Skiing great Hirscher an Olympic champion
JEONGSEON, South Korea — Eventually, The Question began to bother Marcel Hirscher.
It wasn’t so much the actual content, which was always some variation of: “Do you need an Olympic gold medal to validate your otherwise perfect skiing career?” He was certain he knew the answer: “No.” It was more the incessant echo of it, over and over.
How often did Hirscher hear The Question? “Ev-e-ry day,” he said. This was offered with a smile Tuesday, because that line of inquiry never again will arise. As of the Alpine combined event at the Pyeongchang Games, Hirscher is, at long last, an Olympic champion.

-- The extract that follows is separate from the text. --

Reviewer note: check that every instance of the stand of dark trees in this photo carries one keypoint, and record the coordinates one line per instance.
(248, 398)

The 28-year-old Austrian used a sublime slalom run on an icy course to rise from 12th after the opening downhill in the tworun competition and added that Winter Games triumph to a substantial collection of accolades. He already owned a record six consecutive overall World Cup titles and four individual world championship golds.
“I’m super happy, because now this stupid question has gone away,” Hirscher said, before adding with gusto, “Now The Question is Zzzzzzztt. Deleted.”
Hirscher finished in 2 minutes, 6.52 seconds, which made him 0.23 second faster than silver medalist Alexis Pinturault of France. Another Frenchman, Victor Muffat-Jeandet, was third, more than a full second behind Hirscher.
France hadn’t had a had a topthree finish in a men’s Olympic combined race in 70 years, let alone a pair of medals on the same afternoon. It might never happen again, either: There is a movement afoot to drop the combined from the Olympic schedule because the International Ski Federation, race organizers and broadcasters instead want more short, TV-friendly parallel racing events where skiers go down the piste two at a time, head-to-head.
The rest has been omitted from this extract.